Miguel Buendía Muñoz

Antes de partir de viaje con sus amigos, Álvaro aparca en la acera de casa de su abuela: debe entregar a Zoe, su cuidadora colombiana, el sobre con los 1.000 € que cobra por trabajar interna los siete días de la semana. Al mediodía, los amigos paran a comer en el Asador Piel de Toro, donde les atiende una chica rumana, Anca, que vocea su comanda («¡Parrillada para cuatro!») a Abdou, el joven senegalés que trabaja en la cocina. Después, cerca ya de su destino, les sorprende una larga hilera de jornaleros con chalecos naranjas, la mayoría magrebíes o subsaharianos, serpenteando la carretera bajo el sol tras finalizar su agotadora jornada laboral en los campos de melones. Los cuatro amigos pasan la tarde dándose un bañito en las playas del Mar Menor y, al caer la noche, se aprestan a cumplir su objetivo. Aparcan en las afueras del pueblo y a pie, encapuchados y armados con bates de béisbol, se dirigen al Barrio de San Antonio.

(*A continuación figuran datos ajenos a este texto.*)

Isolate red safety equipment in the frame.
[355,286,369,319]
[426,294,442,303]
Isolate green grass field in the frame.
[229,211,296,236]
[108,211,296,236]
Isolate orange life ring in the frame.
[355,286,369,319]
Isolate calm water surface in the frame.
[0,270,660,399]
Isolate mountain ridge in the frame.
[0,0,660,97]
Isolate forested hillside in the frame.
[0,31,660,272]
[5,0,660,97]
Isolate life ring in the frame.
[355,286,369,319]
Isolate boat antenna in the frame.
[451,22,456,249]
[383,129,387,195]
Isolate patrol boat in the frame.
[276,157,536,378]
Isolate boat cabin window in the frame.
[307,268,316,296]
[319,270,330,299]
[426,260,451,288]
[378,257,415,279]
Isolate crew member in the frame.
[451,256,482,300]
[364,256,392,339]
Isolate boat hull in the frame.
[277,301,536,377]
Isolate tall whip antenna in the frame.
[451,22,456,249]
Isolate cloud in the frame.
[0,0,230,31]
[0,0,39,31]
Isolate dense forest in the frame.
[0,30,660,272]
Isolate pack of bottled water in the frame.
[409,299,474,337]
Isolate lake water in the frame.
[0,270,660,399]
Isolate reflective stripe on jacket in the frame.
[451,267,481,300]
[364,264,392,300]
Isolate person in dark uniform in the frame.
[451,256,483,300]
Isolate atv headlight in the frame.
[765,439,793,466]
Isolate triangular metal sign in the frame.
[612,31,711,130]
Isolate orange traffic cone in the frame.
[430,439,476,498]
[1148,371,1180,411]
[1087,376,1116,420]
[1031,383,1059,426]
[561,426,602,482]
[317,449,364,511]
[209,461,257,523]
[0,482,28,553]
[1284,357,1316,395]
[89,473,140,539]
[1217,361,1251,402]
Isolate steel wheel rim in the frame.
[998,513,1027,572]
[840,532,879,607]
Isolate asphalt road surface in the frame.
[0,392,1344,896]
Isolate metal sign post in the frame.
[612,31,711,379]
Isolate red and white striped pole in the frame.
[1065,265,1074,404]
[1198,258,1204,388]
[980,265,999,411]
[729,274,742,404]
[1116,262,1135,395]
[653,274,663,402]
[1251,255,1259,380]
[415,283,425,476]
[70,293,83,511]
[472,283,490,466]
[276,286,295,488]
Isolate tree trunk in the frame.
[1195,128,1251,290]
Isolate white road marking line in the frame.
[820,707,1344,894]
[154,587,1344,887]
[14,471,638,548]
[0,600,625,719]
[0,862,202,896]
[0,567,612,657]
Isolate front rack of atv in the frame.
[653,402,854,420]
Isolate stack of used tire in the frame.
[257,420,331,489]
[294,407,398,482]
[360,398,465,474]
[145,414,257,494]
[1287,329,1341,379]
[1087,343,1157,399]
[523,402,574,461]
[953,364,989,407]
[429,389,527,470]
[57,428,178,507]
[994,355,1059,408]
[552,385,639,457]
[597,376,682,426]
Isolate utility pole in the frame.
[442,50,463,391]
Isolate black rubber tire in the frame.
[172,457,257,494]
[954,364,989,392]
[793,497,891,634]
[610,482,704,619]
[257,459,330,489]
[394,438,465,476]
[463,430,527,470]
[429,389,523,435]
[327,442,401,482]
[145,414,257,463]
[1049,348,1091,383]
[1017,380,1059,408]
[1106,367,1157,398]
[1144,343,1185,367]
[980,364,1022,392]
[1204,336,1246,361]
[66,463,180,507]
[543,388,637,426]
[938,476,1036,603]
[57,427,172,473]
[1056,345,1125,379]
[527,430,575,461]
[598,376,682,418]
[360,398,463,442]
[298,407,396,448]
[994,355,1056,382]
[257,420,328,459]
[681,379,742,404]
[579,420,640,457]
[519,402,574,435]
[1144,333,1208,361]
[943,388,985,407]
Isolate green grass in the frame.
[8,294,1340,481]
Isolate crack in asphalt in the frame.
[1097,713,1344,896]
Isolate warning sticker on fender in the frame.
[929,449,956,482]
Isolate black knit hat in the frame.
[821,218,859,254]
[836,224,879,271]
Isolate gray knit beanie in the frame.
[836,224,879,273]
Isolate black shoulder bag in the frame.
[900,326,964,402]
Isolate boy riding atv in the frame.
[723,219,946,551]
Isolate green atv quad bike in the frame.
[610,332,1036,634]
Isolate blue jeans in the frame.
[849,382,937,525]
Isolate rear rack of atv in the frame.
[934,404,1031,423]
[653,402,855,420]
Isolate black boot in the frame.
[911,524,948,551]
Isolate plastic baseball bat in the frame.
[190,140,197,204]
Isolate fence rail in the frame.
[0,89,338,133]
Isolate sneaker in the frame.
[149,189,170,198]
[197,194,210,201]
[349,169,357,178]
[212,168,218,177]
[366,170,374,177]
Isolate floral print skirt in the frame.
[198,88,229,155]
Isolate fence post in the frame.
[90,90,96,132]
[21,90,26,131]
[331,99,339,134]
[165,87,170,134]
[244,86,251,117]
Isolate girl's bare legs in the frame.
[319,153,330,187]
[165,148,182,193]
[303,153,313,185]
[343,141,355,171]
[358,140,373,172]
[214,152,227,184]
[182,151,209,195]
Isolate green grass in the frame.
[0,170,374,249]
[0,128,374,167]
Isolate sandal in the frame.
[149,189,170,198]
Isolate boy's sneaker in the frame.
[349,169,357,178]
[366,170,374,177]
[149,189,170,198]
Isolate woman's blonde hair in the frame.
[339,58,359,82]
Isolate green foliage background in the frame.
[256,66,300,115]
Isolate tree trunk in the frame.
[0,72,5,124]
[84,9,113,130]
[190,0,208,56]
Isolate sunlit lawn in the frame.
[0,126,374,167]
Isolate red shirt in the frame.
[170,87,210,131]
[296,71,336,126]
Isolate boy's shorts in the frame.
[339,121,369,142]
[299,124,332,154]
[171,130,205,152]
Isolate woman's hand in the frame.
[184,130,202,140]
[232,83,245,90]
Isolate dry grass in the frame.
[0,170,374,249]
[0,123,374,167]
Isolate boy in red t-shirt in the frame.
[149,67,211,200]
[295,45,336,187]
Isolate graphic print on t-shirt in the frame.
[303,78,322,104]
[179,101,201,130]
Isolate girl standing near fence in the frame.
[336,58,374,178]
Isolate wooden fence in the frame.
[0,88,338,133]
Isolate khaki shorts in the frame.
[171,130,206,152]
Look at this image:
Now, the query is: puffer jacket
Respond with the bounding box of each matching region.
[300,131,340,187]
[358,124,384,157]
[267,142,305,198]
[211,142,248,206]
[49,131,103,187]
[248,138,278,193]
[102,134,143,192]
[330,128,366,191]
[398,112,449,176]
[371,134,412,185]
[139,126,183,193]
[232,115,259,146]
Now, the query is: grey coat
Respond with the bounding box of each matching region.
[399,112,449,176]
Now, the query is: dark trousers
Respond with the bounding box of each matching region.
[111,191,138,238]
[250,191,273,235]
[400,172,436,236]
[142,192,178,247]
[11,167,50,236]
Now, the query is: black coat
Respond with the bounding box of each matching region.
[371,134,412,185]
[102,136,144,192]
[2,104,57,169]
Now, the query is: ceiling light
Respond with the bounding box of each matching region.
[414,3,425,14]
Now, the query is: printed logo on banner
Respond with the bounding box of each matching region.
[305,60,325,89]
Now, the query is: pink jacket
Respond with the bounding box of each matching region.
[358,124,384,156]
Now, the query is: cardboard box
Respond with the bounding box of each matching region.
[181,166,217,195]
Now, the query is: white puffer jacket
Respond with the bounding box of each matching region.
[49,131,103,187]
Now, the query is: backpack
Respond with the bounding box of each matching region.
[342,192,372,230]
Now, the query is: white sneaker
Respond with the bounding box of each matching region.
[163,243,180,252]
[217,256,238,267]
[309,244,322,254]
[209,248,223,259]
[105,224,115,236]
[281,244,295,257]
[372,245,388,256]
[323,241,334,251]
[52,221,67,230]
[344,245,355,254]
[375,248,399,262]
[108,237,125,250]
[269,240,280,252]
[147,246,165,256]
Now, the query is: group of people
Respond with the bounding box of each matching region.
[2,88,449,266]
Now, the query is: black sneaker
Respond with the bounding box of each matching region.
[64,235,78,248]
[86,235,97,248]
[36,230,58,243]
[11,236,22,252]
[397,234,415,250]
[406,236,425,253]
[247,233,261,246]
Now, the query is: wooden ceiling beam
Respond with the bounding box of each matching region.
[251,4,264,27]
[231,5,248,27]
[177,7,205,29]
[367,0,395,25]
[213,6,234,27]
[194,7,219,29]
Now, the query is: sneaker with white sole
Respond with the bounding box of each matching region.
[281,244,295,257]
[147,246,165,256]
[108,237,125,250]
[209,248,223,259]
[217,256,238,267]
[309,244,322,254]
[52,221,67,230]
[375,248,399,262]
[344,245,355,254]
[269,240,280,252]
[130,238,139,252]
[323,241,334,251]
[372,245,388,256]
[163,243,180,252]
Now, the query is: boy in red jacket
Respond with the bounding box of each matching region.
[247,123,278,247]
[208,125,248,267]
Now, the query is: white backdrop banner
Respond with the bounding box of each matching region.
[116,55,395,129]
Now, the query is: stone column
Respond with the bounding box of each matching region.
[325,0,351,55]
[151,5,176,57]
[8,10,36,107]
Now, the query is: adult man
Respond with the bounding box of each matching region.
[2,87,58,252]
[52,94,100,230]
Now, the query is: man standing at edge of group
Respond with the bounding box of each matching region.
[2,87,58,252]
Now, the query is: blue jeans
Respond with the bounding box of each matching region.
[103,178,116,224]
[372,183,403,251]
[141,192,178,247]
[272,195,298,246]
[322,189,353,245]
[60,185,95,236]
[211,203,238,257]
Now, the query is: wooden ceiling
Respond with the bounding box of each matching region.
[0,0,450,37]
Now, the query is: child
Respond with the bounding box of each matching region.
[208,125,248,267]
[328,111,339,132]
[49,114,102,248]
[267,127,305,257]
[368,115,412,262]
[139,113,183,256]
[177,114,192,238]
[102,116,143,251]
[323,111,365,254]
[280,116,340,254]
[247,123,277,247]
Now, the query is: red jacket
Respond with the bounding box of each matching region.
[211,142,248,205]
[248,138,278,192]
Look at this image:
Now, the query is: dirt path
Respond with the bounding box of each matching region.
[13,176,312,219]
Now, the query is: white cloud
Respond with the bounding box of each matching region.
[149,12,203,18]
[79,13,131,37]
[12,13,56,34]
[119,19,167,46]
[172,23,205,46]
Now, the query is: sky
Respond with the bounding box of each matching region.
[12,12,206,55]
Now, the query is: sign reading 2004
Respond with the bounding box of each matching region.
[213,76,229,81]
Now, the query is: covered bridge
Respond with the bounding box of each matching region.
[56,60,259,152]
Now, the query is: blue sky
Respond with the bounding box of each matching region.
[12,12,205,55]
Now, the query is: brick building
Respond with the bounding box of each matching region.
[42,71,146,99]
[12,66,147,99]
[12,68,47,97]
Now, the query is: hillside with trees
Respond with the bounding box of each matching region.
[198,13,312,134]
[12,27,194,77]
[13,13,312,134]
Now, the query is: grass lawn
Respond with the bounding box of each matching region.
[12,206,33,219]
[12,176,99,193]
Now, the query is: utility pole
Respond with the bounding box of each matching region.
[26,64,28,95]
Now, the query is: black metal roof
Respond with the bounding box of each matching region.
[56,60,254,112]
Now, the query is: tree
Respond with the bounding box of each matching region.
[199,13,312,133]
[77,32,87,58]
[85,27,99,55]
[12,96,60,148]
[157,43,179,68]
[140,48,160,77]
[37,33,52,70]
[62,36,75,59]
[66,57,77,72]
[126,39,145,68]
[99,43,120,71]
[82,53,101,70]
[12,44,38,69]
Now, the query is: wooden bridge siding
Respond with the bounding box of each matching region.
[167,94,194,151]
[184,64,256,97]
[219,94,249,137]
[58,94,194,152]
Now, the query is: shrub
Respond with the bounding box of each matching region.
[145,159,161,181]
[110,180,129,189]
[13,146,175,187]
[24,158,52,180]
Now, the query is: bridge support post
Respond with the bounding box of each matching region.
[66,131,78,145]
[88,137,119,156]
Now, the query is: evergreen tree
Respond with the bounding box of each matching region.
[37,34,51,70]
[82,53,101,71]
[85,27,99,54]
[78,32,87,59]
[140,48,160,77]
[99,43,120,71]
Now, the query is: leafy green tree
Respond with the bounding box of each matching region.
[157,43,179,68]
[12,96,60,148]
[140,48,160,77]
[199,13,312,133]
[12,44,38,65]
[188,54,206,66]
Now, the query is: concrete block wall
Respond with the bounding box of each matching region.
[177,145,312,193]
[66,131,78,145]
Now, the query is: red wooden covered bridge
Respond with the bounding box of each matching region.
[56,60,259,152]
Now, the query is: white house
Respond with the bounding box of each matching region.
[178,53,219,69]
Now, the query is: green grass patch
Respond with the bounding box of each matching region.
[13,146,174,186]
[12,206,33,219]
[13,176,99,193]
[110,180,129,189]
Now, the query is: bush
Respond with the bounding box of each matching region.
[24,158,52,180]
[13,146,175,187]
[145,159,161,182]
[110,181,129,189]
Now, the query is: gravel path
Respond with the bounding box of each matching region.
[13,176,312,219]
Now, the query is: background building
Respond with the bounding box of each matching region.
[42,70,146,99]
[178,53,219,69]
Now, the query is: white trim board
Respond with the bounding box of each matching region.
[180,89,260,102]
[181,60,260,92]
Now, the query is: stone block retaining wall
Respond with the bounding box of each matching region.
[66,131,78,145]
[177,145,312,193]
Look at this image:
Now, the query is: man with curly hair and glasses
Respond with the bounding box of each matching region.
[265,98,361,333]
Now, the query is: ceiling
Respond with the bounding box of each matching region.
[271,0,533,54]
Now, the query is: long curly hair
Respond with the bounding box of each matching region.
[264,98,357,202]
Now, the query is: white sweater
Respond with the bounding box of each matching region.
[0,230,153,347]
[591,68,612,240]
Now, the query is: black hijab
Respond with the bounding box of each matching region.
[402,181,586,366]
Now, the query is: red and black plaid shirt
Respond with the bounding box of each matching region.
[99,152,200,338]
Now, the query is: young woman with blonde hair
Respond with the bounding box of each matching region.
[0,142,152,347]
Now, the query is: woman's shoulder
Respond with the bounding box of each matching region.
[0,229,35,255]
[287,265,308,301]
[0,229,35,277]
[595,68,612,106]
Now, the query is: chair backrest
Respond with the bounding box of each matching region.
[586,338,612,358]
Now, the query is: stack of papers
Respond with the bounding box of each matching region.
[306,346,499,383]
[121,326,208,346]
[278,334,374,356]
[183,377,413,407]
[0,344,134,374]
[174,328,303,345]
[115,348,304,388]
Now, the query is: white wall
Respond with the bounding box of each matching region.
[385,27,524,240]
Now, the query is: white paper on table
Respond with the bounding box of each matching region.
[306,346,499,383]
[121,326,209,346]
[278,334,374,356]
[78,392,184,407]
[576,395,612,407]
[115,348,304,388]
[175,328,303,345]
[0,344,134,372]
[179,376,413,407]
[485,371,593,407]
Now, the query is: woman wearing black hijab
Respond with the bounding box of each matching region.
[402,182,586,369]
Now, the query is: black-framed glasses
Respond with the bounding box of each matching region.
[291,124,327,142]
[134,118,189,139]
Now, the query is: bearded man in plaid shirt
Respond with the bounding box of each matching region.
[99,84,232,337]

Al llegar, arropados por unas decenas de patriotas venidos de varios lugares de España, avanzan vociferando su consigna: «¡Fuera moros de Torre-Pacheco, fuera emigrantes de España, por robarnos el trabajo!»...

¿Nos lo roban? Dado que Álvaro deseará cuidar de su abuela, ¿de qué querrán trabajar sus amigos: de camareros o en el fogón del Asador, quizás de jornaleros? Seguramente, sin expulsar a nadie, podrían ocupar cualquiera de esos puestos de trabajo.